Inspirational speakers don’t always come cheap. Senior stakeholders are often only motivated by short term benefits. Your job here's to convince them that the long term benefits are worth fighting for.
But how do you convince them?
The first thing is to provide anecdotal evidence of how they’ve performed in other speaking engagements. Of course, this is actually true when trying to convince your higher ups of anything.
However, in this modern age, they don’t just have to take your word for it.
If the person is really a big deal, you might even be able to find video evidence from other conferences that confirms what you’re pitching. You can encourage your bosses to meet with them and see first hand what they offer. The problem is, of course, motivation isn’t a tangible thing in itself.
The fact is, and again this is true of every aspect of work life, you have to have the courage and drive to stand toe to toe with your leader.
How do we sell ideas?
In a way, we're always pitching and selling internally.

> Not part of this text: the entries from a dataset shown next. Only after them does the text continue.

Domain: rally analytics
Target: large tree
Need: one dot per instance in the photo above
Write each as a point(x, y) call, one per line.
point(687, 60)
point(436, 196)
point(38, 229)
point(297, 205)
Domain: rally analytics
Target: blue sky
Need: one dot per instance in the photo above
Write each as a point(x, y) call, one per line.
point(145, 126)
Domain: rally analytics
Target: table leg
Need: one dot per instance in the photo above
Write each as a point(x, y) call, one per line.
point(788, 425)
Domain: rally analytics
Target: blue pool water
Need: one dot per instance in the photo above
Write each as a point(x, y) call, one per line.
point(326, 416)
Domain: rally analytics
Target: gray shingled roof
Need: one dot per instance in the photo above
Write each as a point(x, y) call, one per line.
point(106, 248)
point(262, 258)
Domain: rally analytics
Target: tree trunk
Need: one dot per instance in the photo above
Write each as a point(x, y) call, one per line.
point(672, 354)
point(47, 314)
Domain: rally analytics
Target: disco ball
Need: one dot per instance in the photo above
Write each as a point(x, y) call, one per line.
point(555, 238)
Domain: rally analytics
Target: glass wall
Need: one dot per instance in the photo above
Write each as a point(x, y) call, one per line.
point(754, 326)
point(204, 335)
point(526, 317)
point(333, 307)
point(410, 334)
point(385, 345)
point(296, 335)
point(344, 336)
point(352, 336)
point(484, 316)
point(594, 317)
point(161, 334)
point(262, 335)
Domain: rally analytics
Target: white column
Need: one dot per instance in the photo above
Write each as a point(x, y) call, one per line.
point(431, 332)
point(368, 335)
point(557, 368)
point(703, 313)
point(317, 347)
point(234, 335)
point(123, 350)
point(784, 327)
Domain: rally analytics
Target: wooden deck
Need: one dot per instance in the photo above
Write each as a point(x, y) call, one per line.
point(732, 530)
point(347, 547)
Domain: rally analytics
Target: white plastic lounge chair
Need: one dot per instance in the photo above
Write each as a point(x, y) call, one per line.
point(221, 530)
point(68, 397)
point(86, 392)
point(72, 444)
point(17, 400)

Sometimes it’s our job to pitch ideas for changing the way training should be done, or how we should certify our sellers, etc.
In a nutshell, you’re in a constant struggle to get those higher ups on board with the vision. You want them to understand the vision, understand the gap that we have, and what it is that we want to achieve.
Form a hypothesis
The fact is, when you’re selling ideas, it’s hard to really put your finger on what the concrete benefits will be, especially when you haven’t actually put those motions into action yet. So, it helps to make some pretty reasonable assumptions or predictions. At least then you’re coming in with a kind of hypothesis to measure success by.

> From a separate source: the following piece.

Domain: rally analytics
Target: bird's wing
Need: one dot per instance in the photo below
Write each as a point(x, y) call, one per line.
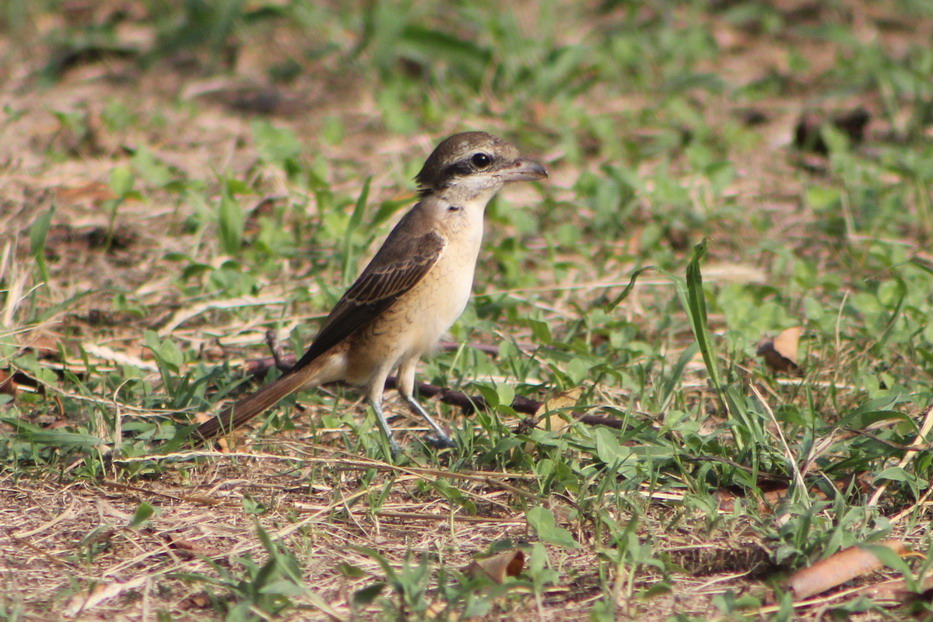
point(399, 265)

For example, you could form the hypothesis that 1% of sales might move faster if the seller is able to read the buyer’s body language over time.
If we moved 1% faster, that would result in half a million dollars more revenue.

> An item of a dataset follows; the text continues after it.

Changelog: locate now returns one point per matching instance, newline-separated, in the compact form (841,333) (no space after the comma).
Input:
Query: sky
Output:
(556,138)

Even if you can’t make it into an exact science, at least now you have a kind of measuring stick.
How do we stay on the leading edge?
But what’s the point in going forward with new innovations and new initiatives if you’re completely out of touch with sales and enabler communities?
Select the communities and find out what they want. It's the modern world, so get online and interact with different voices! Weigh up what the costs of those demands would be and what kind of budget will be expected.
If we're going to keep our whole organization leading edge, we need to stay leading edge. We need to stay in conversation with the community and keep learning. The great benefit of that is that we’re now able to bring this wisdom back to the sales team.
And it certainly doesn’t hurt to go up the chain of command to your manager. Stress the material benefits of being a part of different communities and how the knowledge you’ve already gained from them could have a positive impact.
To finish up: some key takeaways
1. Firstly, understand your numbers and your results. For many senior stakeholders this is simply going to be the most convincing cause for a new initiative. Even if you have to make some sensible estimates, at least have some numbers to show.
2. Secondly, build trust based on all the things that you have done before. Your reputation precedes you! Make your argument based on what you’ve achieved before.
3. Stay close to other enabler communities out there, as well as initiatives that've worked well in other organizations. If you don’t have evidence for a motion working successfully in your own organization, why not collect that evidence from elsewhere?
4. Have a plan. Sit down with your CEO or CFO, your team, and formulate a strategy for the coming year with realistic targets.
5. Speak the language of the person you’re speaking to. If your boss is very numbers driven, then use numbers. If your boss is keen on keeping track of competitors, then make sure you have your nose to the ground in that respect.
6. Lastly, just accept that you’re not going to have all the answers. It’s always a work in progress, and that’s okay! Accepting this is crucial because it means you're always open to newer initiatives, and it makes it easy for you to pivot at any moment into a new strategy.
Sales enablers need to be agile and adaptable. Let’s do it together!